The evaluation of artificial intelligence (AI) systems, particularly large language models (LLMs), has come to the fore in recent artificial intelligence research. Existing benchmarks, such as the original Massive Multitask Language Understanding (MMLU) dataset, have been found to inadequately capture the true potential of AI systems, largely due to their focus on knowledge-based questions and limited answer options. This leads to an incomplete understanding of AI systems’ reasoning capabilities and problem-solving ability, highlighting the need for more inclusive datasets.
To address these limitations, researchers from TIGER-Lab have introduced the MMLU-Pro dataset, a more comprehensive benchmark specifically designed to evaluate LLMs. The MMLU-Pro increases the number of answer options per question from four to ten and includes more reasoning-focused questions, significantly enhancing the evaluation’s complexity and breadth. The construction of this dataset involved filtering the original MMLU dataset to retain only challenging and highly relevant questions. Subsequent augmentation involved using GPT-4 to generate plausible distractors, increasing the complexity and realism of the evaluation.
Each question in the MMLU-Pro dataset and its ten answer options have undergone thorough review by a panel of over ten experts.
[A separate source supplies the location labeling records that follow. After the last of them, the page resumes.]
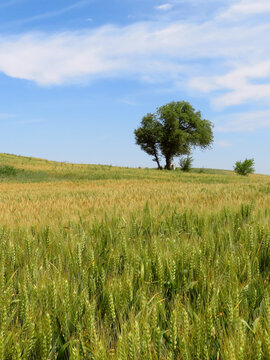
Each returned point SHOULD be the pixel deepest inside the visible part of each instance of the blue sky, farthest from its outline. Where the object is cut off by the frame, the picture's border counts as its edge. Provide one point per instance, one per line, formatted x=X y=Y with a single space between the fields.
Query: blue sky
x=76 y=77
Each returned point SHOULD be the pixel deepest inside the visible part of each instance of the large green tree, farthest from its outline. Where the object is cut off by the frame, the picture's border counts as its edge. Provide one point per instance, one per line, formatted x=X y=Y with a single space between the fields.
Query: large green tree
x=173 y=130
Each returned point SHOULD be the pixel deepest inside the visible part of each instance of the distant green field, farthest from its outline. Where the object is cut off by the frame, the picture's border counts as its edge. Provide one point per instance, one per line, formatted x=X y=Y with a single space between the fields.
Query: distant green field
x=100 y=262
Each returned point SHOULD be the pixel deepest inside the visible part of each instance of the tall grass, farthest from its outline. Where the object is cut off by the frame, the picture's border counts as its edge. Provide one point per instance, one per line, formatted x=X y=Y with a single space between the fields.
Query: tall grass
x=135 y=269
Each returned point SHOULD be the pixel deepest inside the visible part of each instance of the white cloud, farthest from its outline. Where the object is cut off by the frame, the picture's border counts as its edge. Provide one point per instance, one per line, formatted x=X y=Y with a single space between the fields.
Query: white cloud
x=223 y=143
x=240 y=84
x=154 y=51
x=49 y=14
x=10 y=3
x=164 y=7
x=216 y=57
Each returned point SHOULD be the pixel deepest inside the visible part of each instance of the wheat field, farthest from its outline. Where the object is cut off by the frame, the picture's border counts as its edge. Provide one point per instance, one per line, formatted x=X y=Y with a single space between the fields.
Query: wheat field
x=99 y=262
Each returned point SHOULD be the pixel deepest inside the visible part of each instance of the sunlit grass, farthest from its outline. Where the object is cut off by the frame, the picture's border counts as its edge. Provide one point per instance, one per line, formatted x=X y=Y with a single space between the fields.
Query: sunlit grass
x=98 y=262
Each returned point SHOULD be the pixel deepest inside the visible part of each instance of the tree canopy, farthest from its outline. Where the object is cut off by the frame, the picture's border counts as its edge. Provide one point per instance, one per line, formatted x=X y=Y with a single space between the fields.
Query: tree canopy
x=173 y=130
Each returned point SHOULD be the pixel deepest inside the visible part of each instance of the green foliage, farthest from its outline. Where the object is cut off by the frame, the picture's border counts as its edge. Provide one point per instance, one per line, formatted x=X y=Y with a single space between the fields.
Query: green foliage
x=173 y=130
x=244 y=167
x=186 y=163
x=7 y=170
x=117 y=290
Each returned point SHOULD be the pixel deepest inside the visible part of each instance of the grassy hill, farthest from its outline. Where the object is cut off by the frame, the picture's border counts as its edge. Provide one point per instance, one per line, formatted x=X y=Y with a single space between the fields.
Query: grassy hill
x=100 y=262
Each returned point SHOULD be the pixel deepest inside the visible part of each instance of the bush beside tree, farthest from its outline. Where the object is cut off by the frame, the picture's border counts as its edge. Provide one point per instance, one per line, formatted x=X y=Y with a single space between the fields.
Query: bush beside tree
x=244 y=167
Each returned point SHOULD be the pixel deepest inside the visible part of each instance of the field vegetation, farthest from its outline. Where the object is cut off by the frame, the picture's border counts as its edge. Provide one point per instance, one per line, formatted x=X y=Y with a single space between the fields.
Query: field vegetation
x=99 y=262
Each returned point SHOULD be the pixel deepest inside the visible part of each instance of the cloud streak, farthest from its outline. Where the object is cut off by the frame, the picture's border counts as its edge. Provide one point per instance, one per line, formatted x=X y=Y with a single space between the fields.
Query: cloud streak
x=178 y=53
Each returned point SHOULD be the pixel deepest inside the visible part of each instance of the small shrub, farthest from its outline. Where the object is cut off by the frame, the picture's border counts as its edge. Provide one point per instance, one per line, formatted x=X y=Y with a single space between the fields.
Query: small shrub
x=185 y=163
x=6 y=170
x=244 y=167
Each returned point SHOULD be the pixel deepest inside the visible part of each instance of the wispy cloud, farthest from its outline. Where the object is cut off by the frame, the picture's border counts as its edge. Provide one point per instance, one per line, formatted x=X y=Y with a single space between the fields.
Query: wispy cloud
x=216 y=57
x=51 y=14
x=164 y=7
x=7 y=116
x=10 y=3
x=223 y=143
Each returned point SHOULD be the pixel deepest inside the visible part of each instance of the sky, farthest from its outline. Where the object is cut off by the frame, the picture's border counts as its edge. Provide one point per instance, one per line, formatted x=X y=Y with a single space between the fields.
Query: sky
x=77 y=76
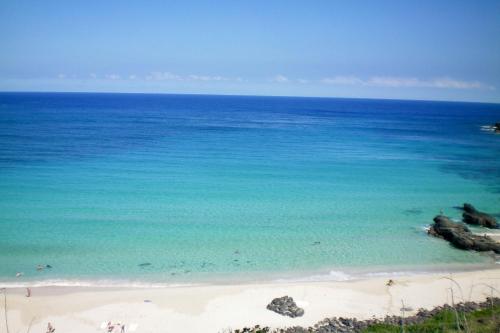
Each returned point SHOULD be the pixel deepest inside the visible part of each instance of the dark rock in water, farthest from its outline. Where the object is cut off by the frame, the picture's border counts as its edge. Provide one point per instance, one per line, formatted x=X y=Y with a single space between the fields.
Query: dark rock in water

Moreover, the dataset sources its questions from high-quality STEM websites, theorem-based QA datasets, and college-level science exams, ensuring a robust benchmarking tool for AI. By tapping into various disciplines and reducing the likelihood of random guessing, this new dataset provides a more accurate and comprehensive assessment of LLMs’ capabilities.
Performance evaluations have revealed significant differences in the results scored in the MMLU-Pro compared to the original MMLU. For instance, GPT-4’s accuracy dropped by 17.21% to 71.49% when tested with the MMLU-Pro, while other models like GPT-4-Turbo-0409 and Claude-3-Sonnet experienced similar drops. This demonstrates the increased difficulty and robustness of the new dataset, demanding improved reasoning and problem-solving skills from AI models.
In conclusion, the introduction of the MMLU-Pro dataset marks a major development in AI evaluation. This dataset provides a more sophisticated benchmark for LLMs, pushing them to operate at higher levels of complexity and reasoning. The significant drops in the performance of models like GPT-4 highlight the effectiveness of the dataset in pointing out room for improvement. This new evaluation tool brings substantial value for future AI advancements, facilitating critical enhancements to the performance of LLMs based on a more accurate measure of their capabilities.